The Bentley Continental flying spur; GTC and VW Phaeton use a platform that is related to the previous generation A8; the main difference is the A8 is extensively Aluminum. The Phaeton is a VW in name only; it lives due to Piëch’s ego.
In consideration of the above how is Lincoln’s approach to building its vehicles off D3/D4 (Taurus &MKS/Flex & Explorer, Lincoln MKT); CD3 (Edge & Lincoln MKX); CD4 (Fusion & MKZ) and C (Focus, Escape, Grand C-max and coming Lincoln CUV) similar to Audi? Audi only uses transverse VW volume platforms for the A1, A3, TT and Q3.
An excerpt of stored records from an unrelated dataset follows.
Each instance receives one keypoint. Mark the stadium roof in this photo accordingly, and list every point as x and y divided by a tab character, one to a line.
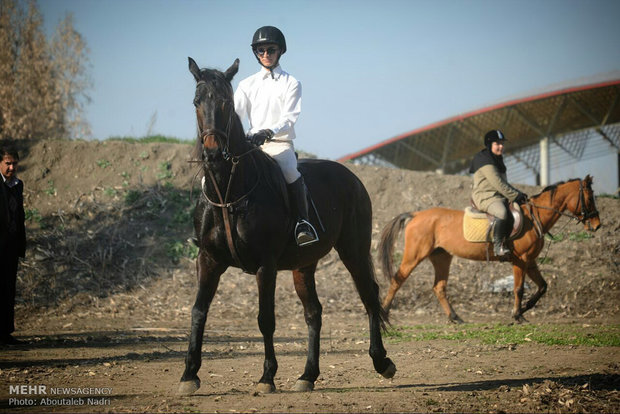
449	145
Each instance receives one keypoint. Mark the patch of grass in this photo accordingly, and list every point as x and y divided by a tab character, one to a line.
581	236
547	334
50	190
545	260
103	163
132	196
165	171
555	239
33	215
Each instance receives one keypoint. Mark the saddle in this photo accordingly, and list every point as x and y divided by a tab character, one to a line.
477	224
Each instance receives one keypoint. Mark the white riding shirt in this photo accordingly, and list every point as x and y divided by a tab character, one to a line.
272	103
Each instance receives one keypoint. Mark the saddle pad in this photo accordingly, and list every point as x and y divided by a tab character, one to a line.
475	226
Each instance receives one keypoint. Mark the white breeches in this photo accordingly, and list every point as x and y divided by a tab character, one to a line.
284	154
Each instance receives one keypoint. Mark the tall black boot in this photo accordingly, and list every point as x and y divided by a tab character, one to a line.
304	232
501	232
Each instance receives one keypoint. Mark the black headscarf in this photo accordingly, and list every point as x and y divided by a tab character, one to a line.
485	157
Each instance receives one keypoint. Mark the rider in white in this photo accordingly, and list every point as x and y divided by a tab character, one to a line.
271	101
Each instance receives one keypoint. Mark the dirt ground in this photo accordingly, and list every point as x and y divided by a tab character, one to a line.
106	290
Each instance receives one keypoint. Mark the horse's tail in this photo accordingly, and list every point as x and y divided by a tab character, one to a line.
386	245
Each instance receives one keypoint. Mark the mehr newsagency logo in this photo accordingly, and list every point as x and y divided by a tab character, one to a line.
33	395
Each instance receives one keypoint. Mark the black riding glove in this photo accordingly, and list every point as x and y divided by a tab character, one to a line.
521	198
260	137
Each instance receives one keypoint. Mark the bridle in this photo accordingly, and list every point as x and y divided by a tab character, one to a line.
581	205
224	203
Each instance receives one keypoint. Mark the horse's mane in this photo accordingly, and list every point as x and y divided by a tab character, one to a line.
553	188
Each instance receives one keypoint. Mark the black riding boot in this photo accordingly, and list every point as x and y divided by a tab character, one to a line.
501	232
304	232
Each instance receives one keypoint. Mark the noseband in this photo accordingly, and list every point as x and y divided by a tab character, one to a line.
581	205
585	215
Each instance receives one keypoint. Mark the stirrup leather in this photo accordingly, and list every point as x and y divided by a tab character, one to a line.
312	231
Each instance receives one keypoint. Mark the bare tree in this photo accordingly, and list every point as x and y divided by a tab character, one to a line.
71	63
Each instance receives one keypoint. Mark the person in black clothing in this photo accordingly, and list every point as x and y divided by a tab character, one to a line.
12	240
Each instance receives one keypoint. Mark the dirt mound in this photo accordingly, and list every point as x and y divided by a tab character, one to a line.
108	224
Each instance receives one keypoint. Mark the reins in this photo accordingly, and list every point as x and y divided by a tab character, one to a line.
585	215
224	202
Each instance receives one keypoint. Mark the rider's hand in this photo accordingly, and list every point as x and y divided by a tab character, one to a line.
260	137
521	198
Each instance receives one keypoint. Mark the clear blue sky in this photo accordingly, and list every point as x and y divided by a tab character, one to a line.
370	70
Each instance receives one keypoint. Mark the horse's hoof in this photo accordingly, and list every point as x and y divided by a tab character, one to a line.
188	387
303	386
264	388
389	371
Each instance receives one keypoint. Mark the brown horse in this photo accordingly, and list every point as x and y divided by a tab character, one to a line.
436	233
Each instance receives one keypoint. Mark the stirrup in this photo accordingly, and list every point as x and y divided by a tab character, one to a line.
503	253
305	236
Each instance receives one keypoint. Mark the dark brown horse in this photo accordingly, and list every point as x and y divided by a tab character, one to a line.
243	220
437	234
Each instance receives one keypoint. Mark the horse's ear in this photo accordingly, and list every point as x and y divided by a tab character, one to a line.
232	70
194	69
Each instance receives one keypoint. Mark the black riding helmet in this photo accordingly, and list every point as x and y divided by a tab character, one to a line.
494	135
268	35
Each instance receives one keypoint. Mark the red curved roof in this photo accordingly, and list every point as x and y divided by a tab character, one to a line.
449	144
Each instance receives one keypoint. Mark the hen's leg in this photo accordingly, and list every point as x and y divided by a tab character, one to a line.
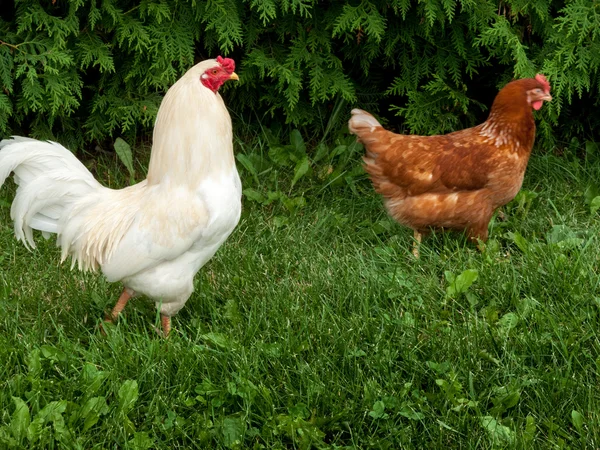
120	305
417	243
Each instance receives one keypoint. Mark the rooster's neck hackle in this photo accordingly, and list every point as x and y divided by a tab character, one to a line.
192	135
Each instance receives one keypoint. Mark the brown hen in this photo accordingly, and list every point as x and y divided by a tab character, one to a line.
457	180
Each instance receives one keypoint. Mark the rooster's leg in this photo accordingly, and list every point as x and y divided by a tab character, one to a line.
120	305
417	244
166	324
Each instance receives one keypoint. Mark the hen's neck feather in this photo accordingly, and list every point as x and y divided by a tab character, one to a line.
192	135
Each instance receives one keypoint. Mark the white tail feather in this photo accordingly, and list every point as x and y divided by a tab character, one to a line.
50	180
362	121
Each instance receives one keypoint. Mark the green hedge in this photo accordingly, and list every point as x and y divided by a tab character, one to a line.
102	66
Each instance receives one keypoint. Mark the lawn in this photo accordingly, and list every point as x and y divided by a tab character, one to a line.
315	327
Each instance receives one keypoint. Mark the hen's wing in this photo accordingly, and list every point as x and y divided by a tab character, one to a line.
454	162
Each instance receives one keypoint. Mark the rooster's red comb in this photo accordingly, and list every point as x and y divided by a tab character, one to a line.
543	81
227	63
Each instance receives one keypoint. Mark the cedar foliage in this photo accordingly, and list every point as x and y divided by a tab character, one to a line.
102	66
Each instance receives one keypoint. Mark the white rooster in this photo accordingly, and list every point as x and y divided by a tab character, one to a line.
153	236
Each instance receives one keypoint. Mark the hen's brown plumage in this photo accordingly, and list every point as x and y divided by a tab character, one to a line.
455	180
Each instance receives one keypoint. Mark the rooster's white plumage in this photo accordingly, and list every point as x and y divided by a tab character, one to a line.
153	236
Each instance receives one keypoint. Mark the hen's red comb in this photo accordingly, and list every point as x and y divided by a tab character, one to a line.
543	81
227	63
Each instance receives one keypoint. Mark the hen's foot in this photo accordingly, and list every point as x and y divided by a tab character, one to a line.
417	243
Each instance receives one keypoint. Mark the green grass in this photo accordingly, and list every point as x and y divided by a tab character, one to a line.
318	329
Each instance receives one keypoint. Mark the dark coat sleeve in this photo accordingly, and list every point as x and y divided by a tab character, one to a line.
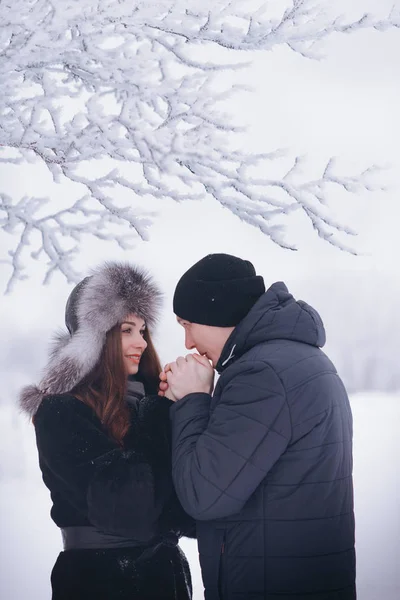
114	487
219	459
154	413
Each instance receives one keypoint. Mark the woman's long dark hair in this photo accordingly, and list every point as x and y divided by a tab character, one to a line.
105	387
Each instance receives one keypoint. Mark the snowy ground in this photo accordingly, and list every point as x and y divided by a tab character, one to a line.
30	542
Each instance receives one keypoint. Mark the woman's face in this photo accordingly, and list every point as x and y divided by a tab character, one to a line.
132	342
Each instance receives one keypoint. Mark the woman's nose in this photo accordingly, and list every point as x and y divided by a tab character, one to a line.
188	342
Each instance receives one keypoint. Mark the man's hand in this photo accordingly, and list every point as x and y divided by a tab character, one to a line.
186	376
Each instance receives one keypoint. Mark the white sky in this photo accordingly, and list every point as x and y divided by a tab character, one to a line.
345	106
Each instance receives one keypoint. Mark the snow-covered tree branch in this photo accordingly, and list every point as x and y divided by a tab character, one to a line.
127	86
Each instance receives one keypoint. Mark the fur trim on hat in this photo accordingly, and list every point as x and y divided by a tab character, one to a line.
114	291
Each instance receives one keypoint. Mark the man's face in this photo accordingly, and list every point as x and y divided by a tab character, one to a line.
207	340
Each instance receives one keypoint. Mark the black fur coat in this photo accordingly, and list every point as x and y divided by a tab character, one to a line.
127	492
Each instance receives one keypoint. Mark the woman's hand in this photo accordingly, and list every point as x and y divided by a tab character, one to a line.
192	374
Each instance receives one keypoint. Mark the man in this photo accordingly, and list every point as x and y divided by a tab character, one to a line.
265	462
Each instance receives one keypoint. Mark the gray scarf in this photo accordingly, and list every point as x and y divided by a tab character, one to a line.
134	391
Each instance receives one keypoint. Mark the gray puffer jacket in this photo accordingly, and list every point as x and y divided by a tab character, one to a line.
265	464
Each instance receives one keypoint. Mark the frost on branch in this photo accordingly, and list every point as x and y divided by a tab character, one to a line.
119	100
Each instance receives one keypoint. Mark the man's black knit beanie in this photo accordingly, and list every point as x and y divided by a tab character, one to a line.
218	290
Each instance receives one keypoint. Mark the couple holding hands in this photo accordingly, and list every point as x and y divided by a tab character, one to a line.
257	468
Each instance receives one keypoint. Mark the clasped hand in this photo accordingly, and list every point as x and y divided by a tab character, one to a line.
188	375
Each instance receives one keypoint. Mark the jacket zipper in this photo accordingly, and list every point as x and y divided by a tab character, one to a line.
221	582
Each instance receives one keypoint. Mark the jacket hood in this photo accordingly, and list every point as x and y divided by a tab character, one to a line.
110	294
275	316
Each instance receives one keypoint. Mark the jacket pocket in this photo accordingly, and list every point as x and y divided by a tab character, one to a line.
222	570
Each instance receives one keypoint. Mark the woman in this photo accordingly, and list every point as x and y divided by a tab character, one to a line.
104	447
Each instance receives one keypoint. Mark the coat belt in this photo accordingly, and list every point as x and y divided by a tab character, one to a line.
90	538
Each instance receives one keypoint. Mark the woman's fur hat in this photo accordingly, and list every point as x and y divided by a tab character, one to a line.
95	305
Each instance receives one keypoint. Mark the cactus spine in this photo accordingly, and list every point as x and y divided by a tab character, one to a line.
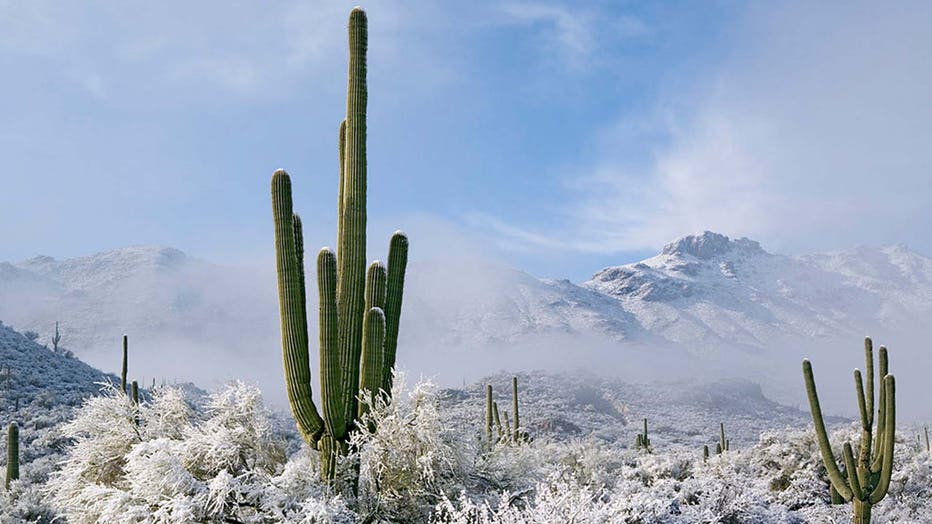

PS. I forgot to include the VW Touareg, a relative of the Q7 and Cayenne, in my original post.
talencora
Based on your discussion above, both Ford and VW share platforms across their brands (by the way the CD4 also underpins the European Ford Mondeo).  Given that Ford works at a financial competitive disadvantage with the world's other major auto manufacturers (given the mistakes of the past by Nasser, and the Company's refusal of taxpayer bailout money; something for which the Company should be admired), they have done relatively well with their recent product development for Lincoln (though this was at the expense of the demise of Mercury).  Quite frankly, I think the 2013 MKZ is a good start for Lincoln's return.  Also, I think that Piëch’s ego will eventually send VW down the road of GM, given that he desires to be the emporer of the world's largest auto maker that he hopes VW will become.  Economies of scale is an important concept to which egocentric automakers should pay greater attention.